Decades later, Walter has some regret that progressives in the church composed his habitat. Over time he felt betrayed by progressives who had betrayed God. They loved his social ethic while ignoring his grounding of this ethic in the biblical text. Evangelicals were so repulsed by his early support for the ordination of gays and his affirmation of egalitarianism among men and women in church leadership. They missed his high regard for the Bible and his understanding that social justice concerns emerged from his understanding of God and God’s Word. The one thing that both missed was the one thing that Walter cared about the most.

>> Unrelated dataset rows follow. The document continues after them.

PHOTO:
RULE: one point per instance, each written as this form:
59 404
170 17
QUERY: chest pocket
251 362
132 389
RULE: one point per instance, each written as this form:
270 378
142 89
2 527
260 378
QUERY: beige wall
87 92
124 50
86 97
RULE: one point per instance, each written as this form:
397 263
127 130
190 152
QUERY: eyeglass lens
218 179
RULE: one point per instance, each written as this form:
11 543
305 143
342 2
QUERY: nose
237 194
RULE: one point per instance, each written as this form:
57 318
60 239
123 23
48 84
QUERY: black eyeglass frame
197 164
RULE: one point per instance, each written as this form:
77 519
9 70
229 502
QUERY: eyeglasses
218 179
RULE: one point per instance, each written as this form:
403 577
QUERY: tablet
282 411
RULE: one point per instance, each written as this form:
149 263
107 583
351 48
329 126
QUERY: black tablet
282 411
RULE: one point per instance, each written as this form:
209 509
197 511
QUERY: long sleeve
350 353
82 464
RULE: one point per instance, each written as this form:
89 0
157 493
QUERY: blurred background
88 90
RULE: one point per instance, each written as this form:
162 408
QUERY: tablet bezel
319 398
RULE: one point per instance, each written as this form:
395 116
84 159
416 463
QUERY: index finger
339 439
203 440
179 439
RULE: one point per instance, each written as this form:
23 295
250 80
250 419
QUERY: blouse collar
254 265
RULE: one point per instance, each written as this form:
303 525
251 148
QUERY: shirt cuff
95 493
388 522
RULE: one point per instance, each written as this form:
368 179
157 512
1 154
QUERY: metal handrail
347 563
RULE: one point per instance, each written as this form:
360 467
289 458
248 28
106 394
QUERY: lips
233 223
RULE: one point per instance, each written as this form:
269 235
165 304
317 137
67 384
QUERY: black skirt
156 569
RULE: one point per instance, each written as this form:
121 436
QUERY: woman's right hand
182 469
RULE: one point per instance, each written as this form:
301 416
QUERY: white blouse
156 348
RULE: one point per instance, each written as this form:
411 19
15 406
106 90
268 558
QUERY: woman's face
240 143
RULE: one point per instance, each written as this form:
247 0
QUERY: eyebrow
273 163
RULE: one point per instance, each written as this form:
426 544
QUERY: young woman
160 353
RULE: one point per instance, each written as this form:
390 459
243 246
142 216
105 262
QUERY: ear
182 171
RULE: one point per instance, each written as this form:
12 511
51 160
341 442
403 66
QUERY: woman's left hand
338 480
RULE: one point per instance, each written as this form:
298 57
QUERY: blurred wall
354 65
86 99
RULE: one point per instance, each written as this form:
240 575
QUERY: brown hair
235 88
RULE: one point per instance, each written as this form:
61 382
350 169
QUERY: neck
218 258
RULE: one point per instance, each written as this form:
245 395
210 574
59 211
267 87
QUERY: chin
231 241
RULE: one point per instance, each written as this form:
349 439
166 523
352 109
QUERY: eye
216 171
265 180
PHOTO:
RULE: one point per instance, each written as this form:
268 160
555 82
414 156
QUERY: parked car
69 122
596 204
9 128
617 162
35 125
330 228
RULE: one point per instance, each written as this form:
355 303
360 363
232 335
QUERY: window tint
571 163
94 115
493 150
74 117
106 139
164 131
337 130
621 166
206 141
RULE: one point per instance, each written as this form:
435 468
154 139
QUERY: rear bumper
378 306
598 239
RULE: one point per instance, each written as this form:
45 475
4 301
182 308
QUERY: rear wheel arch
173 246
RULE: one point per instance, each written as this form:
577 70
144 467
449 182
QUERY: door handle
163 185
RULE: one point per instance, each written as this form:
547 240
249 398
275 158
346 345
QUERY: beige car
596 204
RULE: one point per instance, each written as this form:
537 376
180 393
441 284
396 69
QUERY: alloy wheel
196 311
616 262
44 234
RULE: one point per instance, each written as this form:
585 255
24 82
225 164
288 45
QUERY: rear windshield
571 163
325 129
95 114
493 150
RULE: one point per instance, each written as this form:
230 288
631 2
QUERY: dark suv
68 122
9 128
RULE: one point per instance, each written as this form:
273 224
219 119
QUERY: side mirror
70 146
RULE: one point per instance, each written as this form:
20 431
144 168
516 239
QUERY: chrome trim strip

Then Clover heard a knock at the door. It was the disturbed parishioner. He had heard of Clover’s efforts to develop a back-to-the-Bible educational program for adults. Clover invited him to sit down. He blurted out, “I hear the Adult Faith Formation team is focusing on the Bible this year. I am uneasy with the Bible and many in this highly educated church are as well. Some have Bible baggage from their upbringing; some have no understanding of the text at all.” Clover replied, “Professor Walter Brueggemann did recommend me for this position, and here is why.” From there on the conversation was easy for Clover. She shared what she had learned of his convictions about the Bible. His high view of Scripture allowed the text to speak. She paused as the parishioner let this sink in. He warmed to Clover as he heard her describe the multilayered mysteries of the text and the openness of the text to ongoing interrogation and revelation. The God who lived in that text could not be confined by the human constructs of the text. “Dr. Brueggemann has shaped generations of pastors and preachers and scholars. I feel like I try to wear his mantle to continually challenge the church to take seriously the biblical text and its rich stories. We need to do the Bible and ask what it is doing to us. We need to be people of the text.”

She continued, “God is in covenant, which means God is in the risky business of being willing to be affected by us. God holds up God’s end of the deal. Prayer is a way of getting at our deepest desires of being in relationship with God and being in relationship in and with the world. It’s an intimate relationship. How do we know that biblical God, other than in the stories of the Bible? These are the stories we have. How about you join us next week for a reading circle of about thirty-five people?” He paused. “Thank you for introducing me more closely to Brueggemann.” She escorted the man to the door and went back to her computer. First, she paused and thanked God for rich conversations such as those. Then she sent a quick note of thanks to Walter for continuing to shape her and draw her into a greater engagement with the Bible.